Thick film resistors are manufactured using screen and stencil printing processes.

Because the time during which the sputtering is performed can be controlled, the thickness of the thin film can be accurately controlled. The type of material also varies, consisting of one or more ceramic (cermet) conductors such as tantalum nitride (TaN), ruthenium oxide (RuO_{2}), lead oxide (PbO), bismuth ruthenate (Bi_{2}Ru_{2}O_{7}), nickel chromium (NiCr), or bismuth iridate (Bi_{2}Ir_{2}O_{7}).

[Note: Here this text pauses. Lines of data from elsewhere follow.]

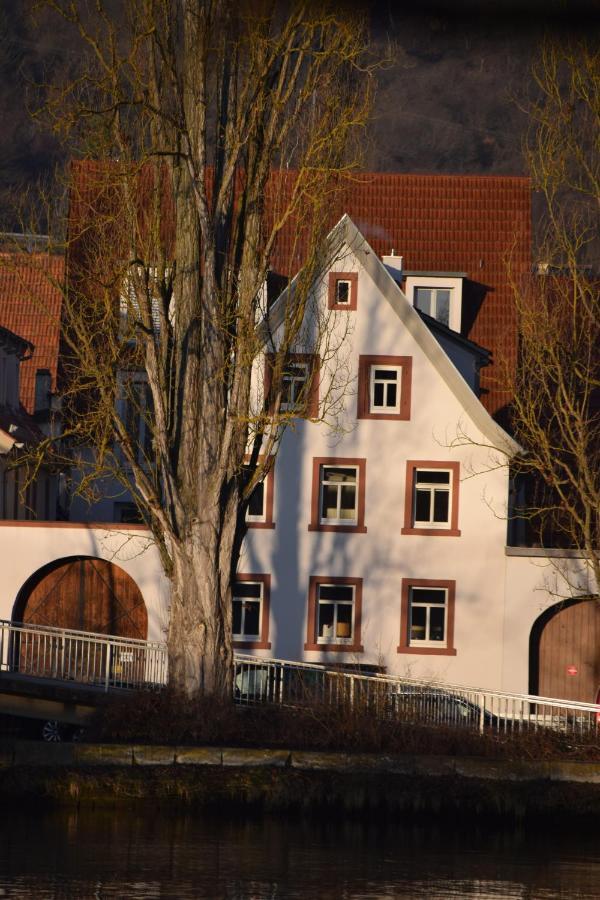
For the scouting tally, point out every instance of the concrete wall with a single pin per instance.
(29, 546)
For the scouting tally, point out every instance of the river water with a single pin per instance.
(75, 855)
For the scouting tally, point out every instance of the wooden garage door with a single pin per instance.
(87, 595)
(569, 653)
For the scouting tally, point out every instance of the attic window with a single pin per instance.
(435, 302)
(343, 290)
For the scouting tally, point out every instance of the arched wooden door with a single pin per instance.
(84, 594)
(566, 642)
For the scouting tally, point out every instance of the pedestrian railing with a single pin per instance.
(82, 657)
(114, 662)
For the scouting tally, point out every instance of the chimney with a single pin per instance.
(395, 265)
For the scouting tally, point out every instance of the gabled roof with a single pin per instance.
(30, 306)
(346, 232)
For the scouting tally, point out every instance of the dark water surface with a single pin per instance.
(113, 854)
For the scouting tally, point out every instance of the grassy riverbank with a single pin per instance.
(371, 785)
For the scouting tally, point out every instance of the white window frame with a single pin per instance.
(451, 282)
(240, 585)
(428, 606)
(338, 520)
(432, 487)
(373, 408)
(348, 300)
(297, 385)
(263, 516)
(333, 638)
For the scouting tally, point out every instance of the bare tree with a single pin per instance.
(556, 386)
(183, 109)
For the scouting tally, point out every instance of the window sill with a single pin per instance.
(383, 416)
(252, 645)
(336, 648)
(428, 651)
(349, 529)
(433, 532)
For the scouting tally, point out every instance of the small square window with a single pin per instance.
(431, 502)
(343, 291)
(434, 302)
(334, 614)
(338, 498)
(250, 611)
(384, 387)
(294, 381)
(432, 497)
(384, 393)
(338, 495)
(259, 512)
(427, 617)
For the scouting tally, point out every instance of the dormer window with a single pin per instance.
(437, 294)
(435, 302)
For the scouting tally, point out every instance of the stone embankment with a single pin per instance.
(365, 784)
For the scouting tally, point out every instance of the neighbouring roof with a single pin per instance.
(15, 344)
(30, 306)
(474, 224)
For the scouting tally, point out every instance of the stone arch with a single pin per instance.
(83, 593)
(564, 651)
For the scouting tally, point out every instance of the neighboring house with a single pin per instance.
(382, 542)
(21, 498)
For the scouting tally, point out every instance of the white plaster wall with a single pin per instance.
(534, 582)
(383, 556)
(29, 546)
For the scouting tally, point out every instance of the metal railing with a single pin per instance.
(82, 657)
(410, 700)
(115, 662)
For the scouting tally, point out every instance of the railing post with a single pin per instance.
(107, 666)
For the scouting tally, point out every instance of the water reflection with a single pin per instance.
(120, 854)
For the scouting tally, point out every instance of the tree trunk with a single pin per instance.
(199, 641)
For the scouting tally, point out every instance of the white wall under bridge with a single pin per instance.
(535, 581)
(27, 547)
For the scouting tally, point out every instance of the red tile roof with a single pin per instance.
(30, 306)
(450, 223)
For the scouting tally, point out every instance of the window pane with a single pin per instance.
(329, 502)
(437, 618)
(441, 504)
(348, 501)
(237, 617)
(342, 291)
(428, 476)
(429, 595)
(344, 592)
(247, 589)
(344, 621)
(442, 307)
(339, 475)
(422, 501)
(252, 618)
(326, 616)
(423, 300)
(256, 505)
(418, 618)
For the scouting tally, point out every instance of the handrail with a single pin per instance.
(112, 661)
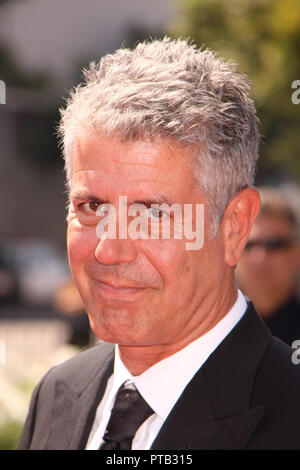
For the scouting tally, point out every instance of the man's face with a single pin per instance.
(272, 260)
(143, 291)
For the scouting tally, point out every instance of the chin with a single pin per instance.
(118, 328)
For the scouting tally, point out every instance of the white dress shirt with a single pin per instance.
(162, 384)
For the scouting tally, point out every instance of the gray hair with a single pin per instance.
(275, 203)
(169, 89)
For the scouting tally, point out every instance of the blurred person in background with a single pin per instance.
(270, 264)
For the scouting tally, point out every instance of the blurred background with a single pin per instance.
(43, 47)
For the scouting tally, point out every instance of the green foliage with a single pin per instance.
(263, 37)
(10, 433)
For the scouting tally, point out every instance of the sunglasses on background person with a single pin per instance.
(270, 244)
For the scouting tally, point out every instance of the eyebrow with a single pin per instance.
(149, 202)
(146, 202)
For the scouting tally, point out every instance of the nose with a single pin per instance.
(114, 251)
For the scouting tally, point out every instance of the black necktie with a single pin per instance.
(128, 413)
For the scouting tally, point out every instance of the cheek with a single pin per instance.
(80, 244)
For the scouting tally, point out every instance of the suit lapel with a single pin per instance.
(214, 411)
(74, 408)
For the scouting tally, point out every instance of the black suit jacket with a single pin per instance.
(245, 396)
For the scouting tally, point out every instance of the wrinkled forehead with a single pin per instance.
(160, 161)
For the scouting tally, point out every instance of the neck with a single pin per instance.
(137, 359)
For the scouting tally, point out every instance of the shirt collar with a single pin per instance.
(162, 384)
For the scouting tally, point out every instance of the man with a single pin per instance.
(164, 126)
(270, 264)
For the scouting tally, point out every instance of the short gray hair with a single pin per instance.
(169, 89)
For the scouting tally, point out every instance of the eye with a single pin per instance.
(156, 213)
(89, 207)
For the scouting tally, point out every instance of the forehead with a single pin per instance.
(139, 166)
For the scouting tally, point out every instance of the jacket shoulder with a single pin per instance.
(85, 365)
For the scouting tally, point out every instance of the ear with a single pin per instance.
(237, 222)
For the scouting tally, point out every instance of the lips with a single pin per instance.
(111, 290)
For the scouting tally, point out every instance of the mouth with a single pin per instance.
(122, 292)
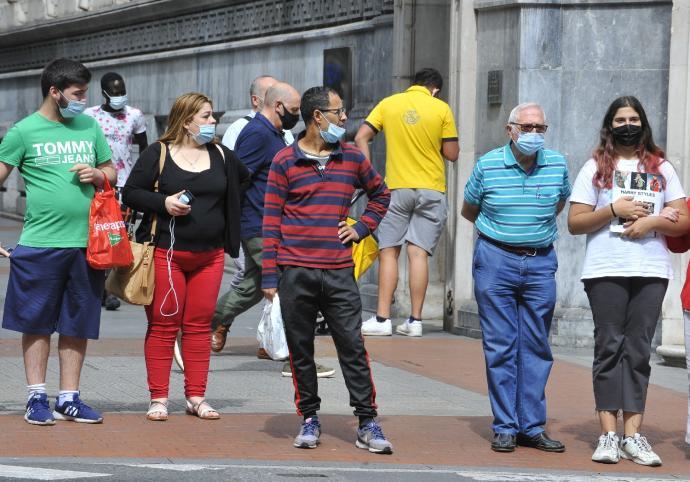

The resistance of both thin and thick film resistors after manufacture is not highly accurate; they are usually trimmed to an accurate value by abrasive or laser trimming. Thin film resistors are usually specified with tolerances of 1% and 5%, and with temperature coefficients of 5 to 50 ppm/K. They also have much lower noise levels, on the level of 10–100 times less than thick film resistors. Thick film resistors may use the same conductive ceramics, but they are mixed with sintered (powdered) glass and a carrier liquid so that the composite can be screen-printed. This composite of glass and conductive ceramic (cermet) material is then fused (baked) in an oven at about 850 °C.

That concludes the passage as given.